Der Ex-Geheimdienst-Chef und Paula Broadwell:Wie das FBI Petraeus' Sex-Affäre entdeckte

Amerika ist schockiert über den Rücktritt von CIA-Chef David Petraeus und giert nach Informationen über die Geliebte. Paula Broadwell war Elite-Soldatin und Autorin einer Biografie über den Vorzeige-General. Über das Leben der 40-Jährigen ist viel bekannt, doch ebenso vieles ist noch unklar. Warum begann das FBI zu ermitteln, wieso trat Petraeus erst nach der Wahl zurück und welche Folgen hat die Causa für Obama?

Matthias Kolb, Washington

Paula Broadwell

Paula Broadwell, die zwischenzeitliche Geliebte des zurückgetretenen CIA-Chefs David Petraeus, hat ein Buch über den Ex-General verfasst.

(Foto: AP)

Bis zu seinem Rücktritt an diesem Freitag hatte David Petraeus einen legendären Ruf. "King David" wurde der Vier-Sterne-General genannt, er galt als konzeptioneller Vordenker und hervorragender Stratege. Mitte des vergangenen Jahrzehnts hatte der 60-Jährige eine neue US-Strategie zur Aufstandsbekämpfung entworfen, die er als US-Oberbefehlshaber in Bagdad wie auch in Afghanistan im Krieg gegen die afghanischen Taliban umzusetzen versuchte, ehe er im Juni 2011 die Leitung des Auslandsgeheimdiensts CIA übernahm. Auch als möglicher Chef der Elite-Uni Princeton wurde er gehandelt.

Erst in dieser Woche druckte das Magazin Newsweek einen Artikel über die "zwölf Lebensregeln" des Generals ab. Eine Führungsperson brauche eine Vision und müsse körperlich fit sein. Regel Nummer 5 klingt wie eine Vorwarnung: "Wir alle werden Fehler machen. Entscheidend ist es, sie zu erkennen und sie sich einzugestehen."

Noch pikanter ist die Autorin des Textes über die "zwölf Lebensregeln": Es ist Paula Broadwell, Verfasserin von "All In: The Education of General David Petraeus" - und die zwischenzeitliche Geliebte des seit 37 Jahren verheirateten Generals. Die Affäre war der Grund für Petraeus' Rücktritt, mit dem "ein kometenhafter Aufstieg abrupt endete", wie die New York Times ein Porträt überschrieb.

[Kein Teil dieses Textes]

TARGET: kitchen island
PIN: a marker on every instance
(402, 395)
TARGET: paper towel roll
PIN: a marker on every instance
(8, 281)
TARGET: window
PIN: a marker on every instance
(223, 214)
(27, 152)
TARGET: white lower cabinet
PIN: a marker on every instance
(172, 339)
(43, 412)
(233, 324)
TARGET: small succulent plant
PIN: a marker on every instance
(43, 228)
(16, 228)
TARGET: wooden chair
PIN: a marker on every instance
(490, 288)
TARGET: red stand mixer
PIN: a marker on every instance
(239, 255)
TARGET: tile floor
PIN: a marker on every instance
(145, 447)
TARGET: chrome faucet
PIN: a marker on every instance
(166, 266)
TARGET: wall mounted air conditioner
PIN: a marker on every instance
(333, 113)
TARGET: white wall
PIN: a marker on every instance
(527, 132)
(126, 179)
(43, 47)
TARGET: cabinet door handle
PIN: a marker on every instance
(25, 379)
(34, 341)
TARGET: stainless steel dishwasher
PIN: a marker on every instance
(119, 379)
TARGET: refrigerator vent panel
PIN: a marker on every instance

[] Wer ist Paula Broadwell, die Geliebte von David Petraeus?

Seither ist "Paula Broadwell" einer der häufigsten Suchbegriffe bei Google. US-Medien haben Details aus ihrem Leben ausgegraben. Andere Fragen über die Causa Petraeus, etwa der Zeitpunkt des Rücktritts oder der Auslöser der FBI-Ermittlungen sind weiter unklar. Auch die politischen Folgen für den wiedergewählten US-Präsidenten Barack Obama sind noch nicht absehbar.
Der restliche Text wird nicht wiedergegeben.